The 21 years old Obasi, who is the son of the Publisher of Hallmark Newspaper, Mr. Emeka Obasi, gave the charge yesterday during the media presentation of the “Our Tomorrow- A Pollution and Climate Change Initiative” before a gathering of undergraduate students of the University of Lagos, because he “wants to make every African youth an effective voice for a safer environment.”

He said: “My target is to mobilise the teeming numbers of youth of Africa to achieve a critical mass of climate change advocates, whose voices will resonate loudly and clearly and catalyse positive action.

“We will use the awesome power of social media to create this unstoppable army and empower their voices in every country in Africa.”

He added that it is important that young people should become involved in the global effort to ensure that the earth is in a fit and proper condition to constitute a worthwhile inheritance. “Therefore, the effort to improve the environment should be championed by the youth because the world of tomorrow belongs to us,” he said.

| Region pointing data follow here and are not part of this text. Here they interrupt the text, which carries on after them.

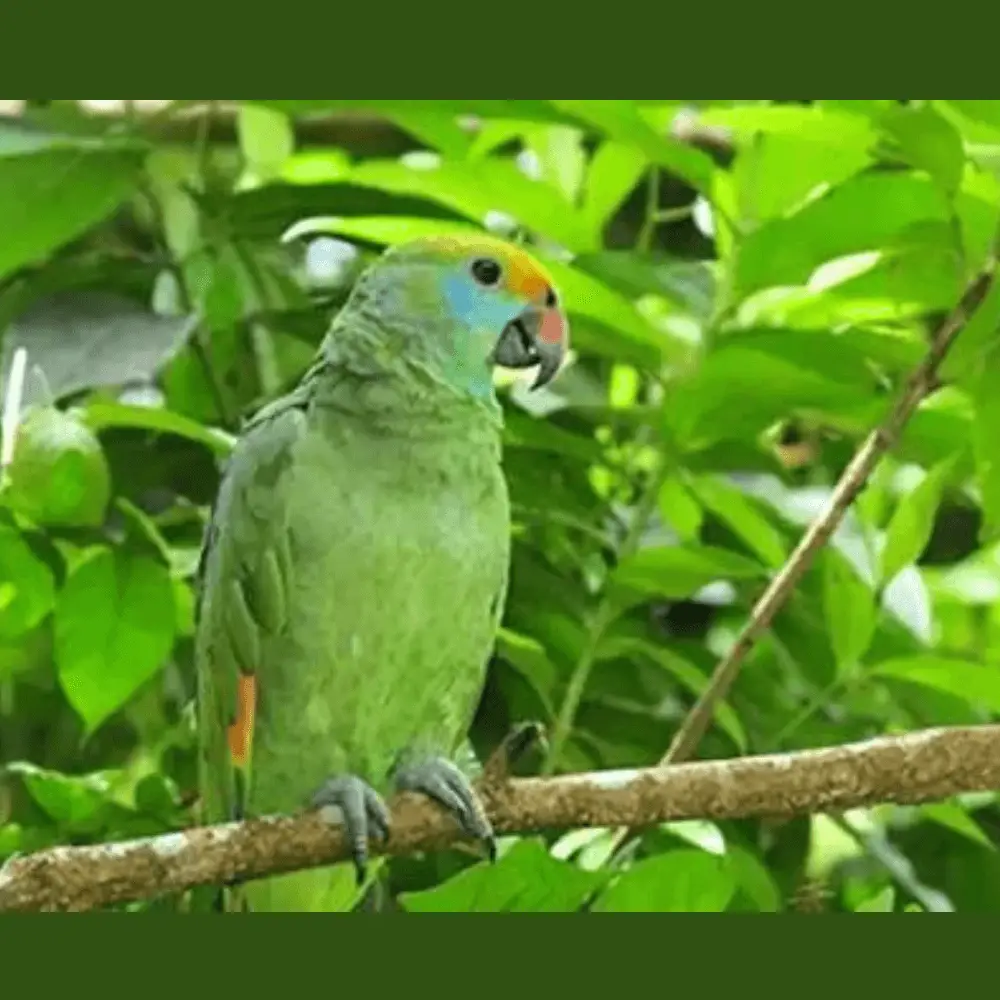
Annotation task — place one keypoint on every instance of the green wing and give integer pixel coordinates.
(244, 582)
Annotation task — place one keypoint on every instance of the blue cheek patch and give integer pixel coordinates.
(483, 312)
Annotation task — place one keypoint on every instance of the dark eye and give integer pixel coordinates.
(487, 272)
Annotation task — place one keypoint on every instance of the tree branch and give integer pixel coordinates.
(924, 767)
(920, 385)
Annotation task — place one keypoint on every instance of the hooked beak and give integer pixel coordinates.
(539, 336)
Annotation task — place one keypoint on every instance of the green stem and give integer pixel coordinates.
(601, 620)
(822, 699)
(648, 231)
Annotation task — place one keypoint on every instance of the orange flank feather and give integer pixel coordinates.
(241, 731)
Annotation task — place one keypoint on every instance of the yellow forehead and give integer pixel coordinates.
(523, 274)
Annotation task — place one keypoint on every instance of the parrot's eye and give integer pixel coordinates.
(487, 272)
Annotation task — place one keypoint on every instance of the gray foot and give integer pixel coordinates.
(365, 816)
(445, 785)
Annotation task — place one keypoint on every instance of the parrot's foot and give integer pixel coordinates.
(445, 784)
(364, 812)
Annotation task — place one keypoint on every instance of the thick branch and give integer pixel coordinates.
(921, 768)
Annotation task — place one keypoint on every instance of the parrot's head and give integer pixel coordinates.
(483, 302)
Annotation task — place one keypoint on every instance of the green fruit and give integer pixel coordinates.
(59, 476)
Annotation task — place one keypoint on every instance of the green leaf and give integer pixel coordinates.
(477, 187)
(28, 586)
(681, 510)
(90, 340)
(912, 525)
(71, 801)
(101, 415)
(54, 187)
(872, 210)
(679, 573)
(739, 392)
(438, 129)
(974, 683)
(787, 154)
(987, 112)
(518, 110)
(115, 626)
(850, 610)
(953, 817)
(744, 517)
(755, 880)
(928, 142)
(614, 172)
(267, 140)
(985, 439)
(679, 882)
(526, 880)
(621, 121)
(683, 671)
(884, 902)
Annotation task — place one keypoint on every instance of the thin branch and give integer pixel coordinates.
(924, 767)
(920, 385)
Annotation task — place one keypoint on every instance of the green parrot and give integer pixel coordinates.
(354, 571)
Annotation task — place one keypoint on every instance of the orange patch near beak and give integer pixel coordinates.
(554, 329)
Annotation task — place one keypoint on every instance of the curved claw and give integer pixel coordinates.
(443, 783)
(364, 812)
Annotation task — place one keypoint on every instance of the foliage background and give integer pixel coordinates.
(749, 283)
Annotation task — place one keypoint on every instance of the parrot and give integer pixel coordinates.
(354, 571)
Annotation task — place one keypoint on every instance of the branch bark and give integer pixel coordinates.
(924, 767)
(854, 480)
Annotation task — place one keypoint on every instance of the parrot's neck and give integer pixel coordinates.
(412, 365)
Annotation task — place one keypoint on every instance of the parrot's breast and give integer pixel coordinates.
(399, 553)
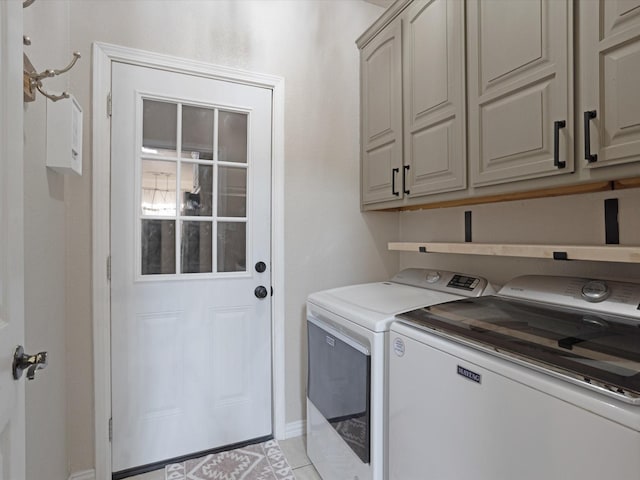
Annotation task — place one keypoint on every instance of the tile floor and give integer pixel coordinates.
(295, 449)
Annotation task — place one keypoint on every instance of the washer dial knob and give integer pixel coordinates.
(595, 291)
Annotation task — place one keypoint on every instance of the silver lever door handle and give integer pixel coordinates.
(30, 363)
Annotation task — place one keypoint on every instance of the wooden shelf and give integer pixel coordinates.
(609, 253)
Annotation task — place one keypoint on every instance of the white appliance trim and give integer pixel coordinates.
(104, 55)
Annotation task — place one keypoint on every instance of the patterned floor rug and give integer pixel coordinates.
(262, 461)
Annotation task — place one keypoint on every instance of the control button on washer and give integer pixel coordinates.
(595, 291)
(432, 277)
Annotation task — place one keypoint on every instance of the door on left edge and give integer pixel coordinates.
(12, 420)
(190, 265)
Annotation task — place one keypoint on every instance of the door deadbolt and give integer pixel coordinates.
(261, 292)
(30, 363)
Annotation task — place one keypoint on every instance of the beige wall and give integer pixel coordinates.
(576, 219)
(44, 246)
(328, 241)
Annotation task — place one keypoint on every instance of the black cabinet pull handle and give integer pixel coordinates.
(588, 115)
(393, 181)
(556, 143)
(404, 179)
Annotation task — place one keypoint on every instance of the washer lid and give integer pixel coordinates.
(596, 351)
(374, 305)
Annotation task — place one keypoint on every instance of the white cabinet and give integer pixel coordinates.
(491, 90)
(434, 97)
(381, 121)
(520, 89)
(64, 136)
(414, 64)
(610, 82)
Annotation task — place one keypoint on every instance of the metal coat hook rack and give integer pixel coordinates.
(32, 79)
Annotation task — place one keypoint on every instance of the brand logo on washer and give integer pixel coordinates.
(398, 346)
(476, 377)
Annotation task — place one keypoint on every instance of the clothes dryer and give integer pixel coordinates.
(347, 392)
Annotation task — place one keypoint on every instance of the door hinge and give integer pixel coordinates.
(109, 105)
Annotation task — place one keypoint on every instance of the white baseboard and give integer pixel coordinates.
(86, 475)
(295, 429)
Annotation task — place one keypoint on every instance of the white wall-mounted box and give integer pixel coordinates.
(64, 135)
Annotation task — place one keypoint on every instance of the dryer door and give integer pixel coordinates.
(339, 383)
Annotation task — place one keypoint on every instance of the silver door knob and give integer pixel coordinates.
(30, 363)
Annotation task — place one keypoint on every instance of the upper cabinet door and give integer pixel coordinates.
(381, 104)
(519, 85)
(434, 97)
(610, 58)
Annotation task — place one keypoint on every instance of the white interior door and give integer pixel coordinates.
(190, 224)
(12, 429)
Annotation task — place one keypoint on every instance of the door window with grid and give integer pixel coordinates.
(193, 189)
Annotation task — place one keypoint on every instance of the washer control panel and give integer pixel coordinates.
(607, 297)
(595, 291)
(443, 281)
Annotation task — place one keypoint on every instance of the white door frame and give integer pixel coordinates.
(103, 56)
(12, 254)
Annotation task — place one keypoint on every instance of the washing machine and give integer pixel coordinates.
(541, 381)
(347, 392)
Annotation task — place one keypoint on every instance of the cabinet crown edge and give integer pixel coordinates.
(385, 19)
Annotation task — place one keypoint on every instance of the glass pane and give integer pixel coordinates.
(196, 247)
(196, 183)
(232, 137)
(158, 188)
(197, 133)
(232, 192)
(158, 247)
(232, 250)
(159, 127)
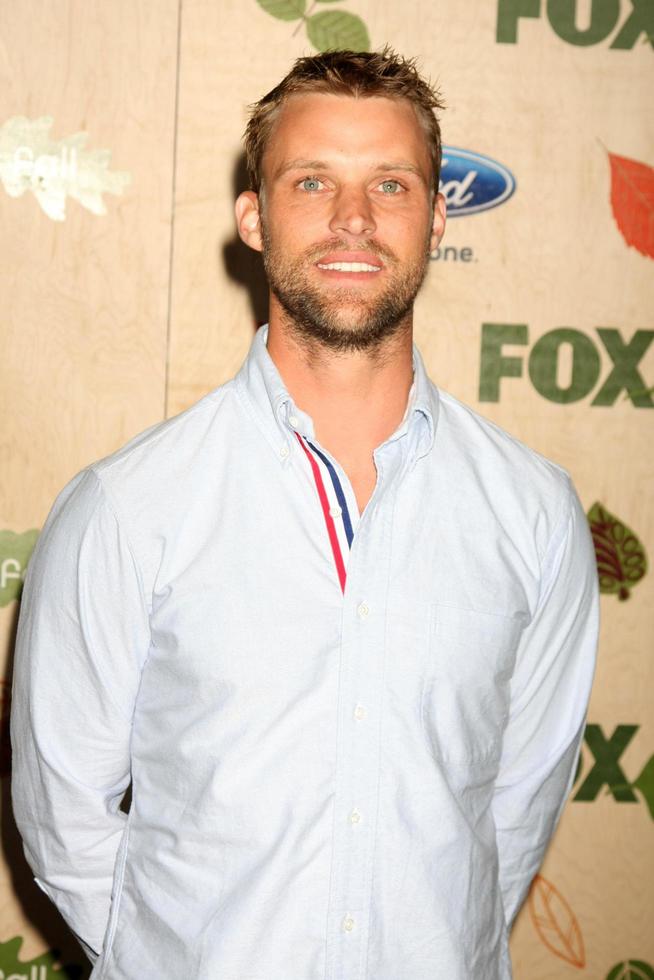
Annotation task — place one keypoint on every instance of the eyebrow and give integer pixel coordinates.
(302, 164)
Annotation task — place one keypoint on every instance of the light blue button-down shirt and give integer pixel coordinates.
(326, 785)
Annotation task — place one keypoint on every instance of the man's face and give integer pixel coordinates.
(347, 217)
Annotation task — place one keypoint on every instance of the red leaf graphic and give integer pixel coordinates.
(632, 200)
(555, 922)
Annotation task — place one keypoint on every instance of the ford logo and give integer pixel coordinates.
(471, 182)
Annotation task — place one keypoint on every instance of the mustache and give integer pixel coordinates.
(371, 247)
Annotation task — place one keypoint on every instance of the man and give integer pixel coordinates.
(338, 630)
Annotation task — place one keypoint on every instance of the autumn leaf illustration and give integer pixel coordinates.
(555, 922)
(632, 201)
(631, 970)
(621, 558)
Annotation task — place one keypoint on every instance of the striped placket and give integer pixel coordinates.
(339, 521)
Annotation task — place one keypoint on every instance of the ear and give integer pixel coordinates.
(438, 224)
(248, 219)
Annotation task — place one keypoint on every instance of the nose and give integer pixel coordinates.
(352, 214)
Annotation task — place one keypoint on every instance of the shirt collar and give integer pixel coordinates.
(279, 417)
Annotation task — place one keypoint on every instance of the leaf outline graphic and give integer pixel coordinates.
(555, 922)
(621, 557)
(333, 29)
(631, 970)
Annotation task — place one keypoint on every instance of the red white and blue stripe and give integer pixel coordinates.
(338, 519)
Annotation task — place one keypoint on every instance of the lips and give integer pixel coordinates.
(350, 262)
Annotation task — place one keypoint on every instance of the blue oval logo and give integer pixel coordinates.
(471, 182)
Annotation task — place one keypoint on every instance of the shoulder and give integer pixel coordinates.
(494, 452)
(526, 497)
(168, 446)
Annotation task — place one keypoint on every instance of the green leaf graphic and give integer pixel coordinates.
(15, 551)
(621, 558)
(631, 970)
(332, 30)
(284, 9)
(43, 967)
(645, 783)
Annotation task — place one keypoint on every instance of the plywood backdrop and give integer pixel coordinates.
(111, 321)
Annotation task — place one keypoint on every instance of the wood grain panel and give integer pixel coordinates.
(85, 301)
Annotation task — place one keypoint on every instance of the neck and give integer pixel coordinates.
(356, 398)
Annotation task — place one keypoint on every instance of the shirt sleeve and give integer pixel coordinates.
(83, 636)
(550, 690)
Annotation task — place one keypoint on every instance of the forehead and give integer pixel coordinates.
(340, 128)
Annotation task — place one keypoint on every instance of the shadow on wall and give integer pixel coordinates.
(35, 906)
(244, 266)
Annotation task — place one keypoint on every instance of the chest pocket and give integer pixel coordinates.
(465, 698)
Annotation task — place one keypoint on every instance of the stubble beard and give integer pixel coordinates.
(342, 319)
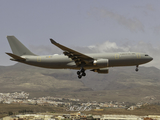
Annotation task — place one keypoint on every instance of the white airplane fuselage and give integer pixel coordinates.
(71, 59)
(112, 60)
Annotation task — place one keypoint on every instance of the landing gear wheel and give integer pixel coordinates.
(78, 72)
(137, 68)
(83, 74)
(79, 76)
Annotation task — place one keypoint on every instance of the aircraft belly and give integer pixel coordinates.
(54, 63)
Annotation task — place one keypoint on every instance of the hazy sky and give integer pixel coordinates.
(84, 25)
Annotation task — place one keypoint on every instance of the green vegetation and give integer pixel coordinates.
(121, 84)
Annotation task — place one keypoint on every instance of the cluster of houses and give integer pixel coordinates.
(79, 116)
(71, 103)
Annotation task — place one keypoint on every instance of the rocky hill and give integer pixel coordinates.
(121, 84)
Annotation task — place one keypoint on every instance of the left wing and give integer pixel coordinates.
(78, 57)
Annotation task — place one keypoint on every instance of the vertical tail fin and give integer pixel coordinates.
(17, 47)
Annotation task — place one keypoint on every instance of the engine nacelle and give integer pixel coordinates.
(101, 62)
(101, 70)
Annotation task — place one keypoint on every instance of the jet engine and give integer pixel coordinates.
(101, 70)
(101, 62)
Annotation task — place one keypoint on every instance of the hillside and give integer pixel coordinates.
(121, 84)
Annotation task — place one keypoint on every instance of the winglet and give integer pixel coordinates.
(52, 41)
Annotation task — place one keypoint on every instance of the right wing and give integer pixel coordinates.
(78, 57)
(15, 57)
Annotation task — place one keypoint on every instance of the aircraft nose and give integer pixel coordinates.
(150, 58)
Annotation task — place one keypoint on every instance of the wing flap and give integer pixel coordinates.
(15, 57)
(78, 57)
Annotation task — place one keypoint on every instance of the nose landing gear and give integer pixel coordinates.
(81, 73)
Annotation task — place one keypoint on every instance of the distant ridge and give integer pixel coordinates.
(121, 84)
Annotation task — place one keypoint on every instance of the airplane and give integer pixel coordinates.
(71, 59)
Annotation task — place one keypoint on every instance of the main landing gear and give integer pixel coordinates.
(137, 68)
(81, 73)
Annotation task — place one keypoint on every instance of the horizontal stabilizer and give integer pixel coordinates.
(15, 57)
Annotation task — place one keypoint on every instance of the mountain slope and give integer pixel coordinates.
(121, 84)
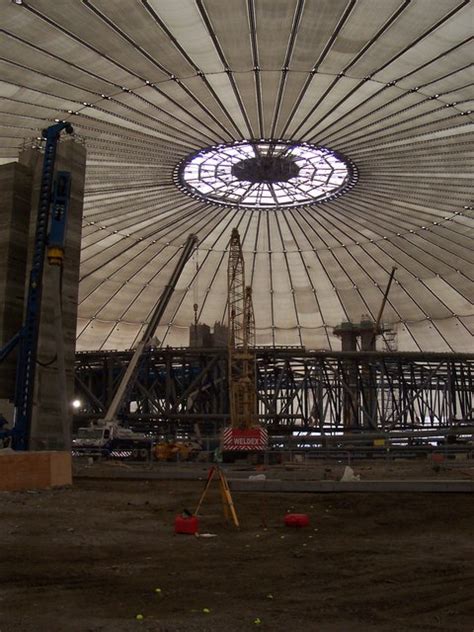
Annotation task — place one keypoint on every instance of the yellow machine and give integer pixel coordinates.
(175, 451)
(244, 433)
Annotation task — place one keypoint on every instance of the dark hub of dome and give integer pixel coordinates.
(265, 169)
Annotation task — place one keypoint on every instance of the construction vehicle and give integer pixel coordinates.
(51, 215)
(244, 433)
(107, 436)
(111, 440)
(176, 450)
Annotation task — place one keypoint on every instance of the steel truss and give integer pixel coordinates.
(297, 390)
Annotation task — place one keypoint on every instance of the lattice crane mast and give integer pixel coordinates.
(244, 432)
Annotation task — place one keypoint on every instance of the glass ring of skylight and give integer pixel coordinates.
(265, 174)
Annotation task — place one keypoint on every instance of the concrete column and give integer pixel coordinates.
(52, 414)
(369, 387)
(350, 404)
(15, 201)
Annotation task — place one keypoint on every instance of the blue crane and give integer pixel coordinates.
(52, 214)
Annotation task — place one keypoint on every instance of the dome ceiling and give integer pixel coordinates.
(147, 83)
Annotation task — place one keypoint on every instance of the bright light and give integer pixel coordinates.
(232, 175)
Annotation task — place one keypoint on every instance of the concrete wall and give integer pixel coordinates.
(33, 470)
(52, 415)
(15, 200)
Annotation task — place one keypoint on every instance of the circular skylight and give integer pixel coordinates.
(265, 174)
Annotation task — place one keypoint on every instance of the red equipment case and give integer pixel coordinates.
(186, 524)
(297, 520)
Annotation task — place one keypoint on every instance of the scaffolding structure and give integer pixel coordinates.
(296, 389)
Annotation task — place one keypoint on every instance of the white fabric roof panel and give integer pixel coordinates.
(146, 83)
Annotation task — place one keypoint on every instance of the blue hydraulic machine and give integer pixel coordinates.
(52, 214)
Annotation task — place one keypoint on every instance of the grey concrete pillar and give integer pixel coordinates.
(350, 401)
(52, 414)
(369, 382)
(15, 201)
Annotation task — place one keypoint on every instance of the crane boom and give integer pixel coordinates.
(128, 378)
(244, 432)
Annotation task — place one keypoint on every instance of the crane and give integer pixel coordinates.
(244, 433)
(108, 437)
(52, 212)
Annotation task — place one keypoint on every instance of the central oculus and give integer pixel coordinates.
(269, 169)
(265, 174)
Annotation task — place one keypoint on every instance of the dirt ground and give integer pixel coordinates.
(91, 558)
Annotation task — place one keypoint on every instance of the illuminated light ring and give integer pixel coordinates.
(319, 174)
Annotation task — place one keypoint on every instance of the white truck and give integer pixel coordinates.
(110, 440)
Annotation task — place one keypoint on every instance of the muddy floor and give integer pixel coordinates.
(94, 557)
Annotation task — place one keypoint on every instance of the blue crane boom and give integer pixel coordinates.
(26, 364)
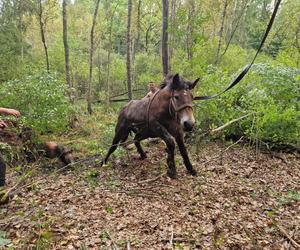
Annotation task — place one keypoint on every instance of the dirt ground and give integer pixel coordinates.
(241, 199)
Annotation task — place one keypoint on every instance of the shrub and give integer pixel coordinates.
(42, 100)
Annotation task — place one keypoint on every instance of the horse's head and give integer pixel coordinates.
(181, 102)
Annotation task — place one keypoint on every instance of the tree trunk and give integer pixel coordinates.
(221, 31)
(129, 50)
(164, 42)
(42, 29)
(190, 29)
(138, 38)
(89, 101)
(66, 47)
(172, 34)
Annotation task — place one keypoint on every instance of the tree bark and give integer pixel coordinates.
(42, 30)
(89, 91)
(138, 38)
(129, 50)
(164, 42)
(66, 47)
(190, 29)
(172, 35)
(221, 31)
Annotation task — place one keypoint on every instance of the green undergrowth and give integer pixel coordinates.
(92, 134)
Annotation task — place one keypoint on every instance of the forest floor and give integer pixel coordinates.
(241, 199)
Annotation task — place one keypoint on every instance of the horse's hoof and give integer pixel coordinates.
(172, 174)
(193, 172)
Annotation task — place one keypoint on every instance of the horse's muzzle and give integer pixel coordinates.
(188, 125)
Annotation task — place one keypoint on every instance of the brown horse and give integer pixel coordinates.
(166, 114)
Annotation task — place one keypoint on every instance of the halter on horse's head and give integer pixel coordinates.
(181, 99)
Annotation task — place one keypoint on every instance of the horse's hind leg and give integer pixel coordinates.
(120, 136)
(137, 143)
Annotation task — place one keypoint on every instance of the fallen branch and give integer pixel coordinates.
(284, 233)
(151, 180)
(172, 237)
(229, 123)
(226, 149)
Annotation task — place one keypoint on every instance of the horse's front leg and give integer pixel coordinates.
(168, 139)
(185, 156)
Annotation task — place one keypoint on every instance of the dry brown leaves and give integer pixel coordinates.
(238, 201)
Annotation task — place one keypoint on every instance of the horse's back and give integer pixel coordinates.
(135, 111)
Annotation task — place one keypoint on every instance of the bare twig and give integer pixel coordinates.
(285, 233)
(229, 123)
(221, 154)
(151, 180)
(128, 245)
(172, 237)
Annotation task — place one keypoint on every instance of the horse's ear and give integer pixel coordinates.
(175, 82)
(194, 83)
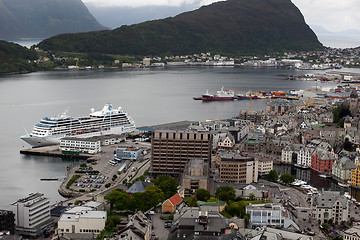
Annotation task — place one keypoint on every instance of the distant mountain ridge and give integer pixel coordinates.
(44, 18)
(231, 27)
(15, 58)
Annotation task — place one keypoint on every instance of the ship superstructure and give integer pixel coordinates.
(106, 121)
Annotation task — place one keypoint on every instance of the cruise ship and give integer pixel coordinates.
(49, 131)
(218, 96)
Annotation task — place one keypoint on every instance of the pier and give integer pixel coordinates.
(52, 151)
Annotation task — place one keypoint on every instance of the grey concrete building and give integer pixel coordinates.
(195, 176)
(171, 150)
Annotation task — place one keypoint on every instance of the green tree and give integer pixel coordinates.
(150, 198)
(191, 202)
(225, 193)
(233, 209)
(167, 184)
(252, 197)
(287, 178)
(272, 176)
(118, 199)
(202, 194)
(111, 223)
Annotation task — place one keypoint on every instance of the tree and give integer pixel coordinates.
(118, 198)
(225, 193)
(202, 194)
(272, 176)
(287, 178)
(233, 209)
(151, 197)
(167, 184)
(252, 197)
(111, 223)
(191, 202)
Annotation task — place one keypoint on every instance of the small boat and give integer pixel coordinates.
(218, 96)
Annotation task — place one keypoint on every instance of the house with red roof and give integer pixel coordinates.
(169, 205)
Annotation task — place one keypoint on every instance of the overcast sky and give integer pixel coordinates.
(333, 15)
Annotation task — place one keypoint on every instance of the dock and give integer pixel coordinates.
(52, 151)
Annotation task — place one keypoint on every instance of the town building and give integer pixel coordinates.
(352, 233)
(265, 166)
(128, 153)
(355, 177)
(32, 214)
(171, 150)
(322, 161)
(269, 214)
(138, 186)
(195, 176)
(227, 143)
(169, 205)
(254, 116)
(342, 169)
(138, 227)
(238, 169)
(82, 220)
(354, 103)
(251, 191)
(74, 145)
(330, 205)
(7, 221)
(271, 233)
(201, 223)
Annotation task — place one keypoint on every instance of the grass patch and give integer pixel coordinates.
(72, 180)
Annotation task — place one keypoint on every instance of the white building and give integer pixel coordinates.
(90, 145)
(297, 153)
(352, 233)
(31, 213)
(128, 153)
(82, 220)
(265, 166)
(342, 169)
(265, 214)
(330, 205)
(304, 156)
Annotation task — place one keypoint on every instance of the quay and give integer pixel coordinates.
(52, 151)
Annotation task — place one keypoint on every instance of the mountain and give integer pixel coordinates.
(231, 27)
(116, 16)
(15, 58)
(44, 18)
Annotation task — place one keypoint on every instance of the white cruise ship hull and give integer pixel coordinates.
(55, 139)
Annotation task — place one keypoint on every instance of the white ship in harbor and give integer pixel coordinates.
(106, 121)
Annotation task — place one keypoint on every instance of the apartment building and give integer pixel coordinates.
(195, 176)
(238, 169)
(82, 220)
(91, 145)
(171, 150)
(330, 205)
(31, 213)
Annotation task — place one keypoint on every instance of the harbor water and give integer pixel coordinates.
(150, 96)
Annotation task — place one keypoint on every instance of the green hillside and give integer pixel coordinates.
(44, 18)
(231, 27)
(15, 58)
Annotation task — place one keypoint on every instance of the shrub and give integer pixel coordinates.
(72, 180)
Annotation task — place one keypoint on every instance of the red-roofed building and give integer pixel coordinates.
(170, 204)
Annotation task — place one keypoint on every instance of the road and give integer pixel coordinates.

Meanwhile the Founder and Chairman of Zinox Group, Mr. Leo Stan Ekeh, has commended Obasi for providing solutions to, and leading the campaign for, a safer environment.

The three cardinal agenda of the Our Tomorrow, according to Obasi, are “to wake up the African youth to the reality of the existential threat climate poses to their future” and also to “sensitise African leaders, both at the government, corporate and governmental levels, to heed the clarion call for sustained action against climate change.”

The agenda also included the mobilisation of “resources, both material and human, to campaign and create sustained awareness of Africans, especially the youth, on the need to be actively involved in the battle to save the environment for their future and that of future generations.”

Obasi also identified ignorance of the problems of the environment and the challenges they pose as a major hindrance to providing sustainable solutions sustainable to these problems.

“I find such level of ignorance inexcusable, and almost unforgivable. What it underlines is the cute lack of deliberate policies to create awareness among the younger generation of Africans,” he said.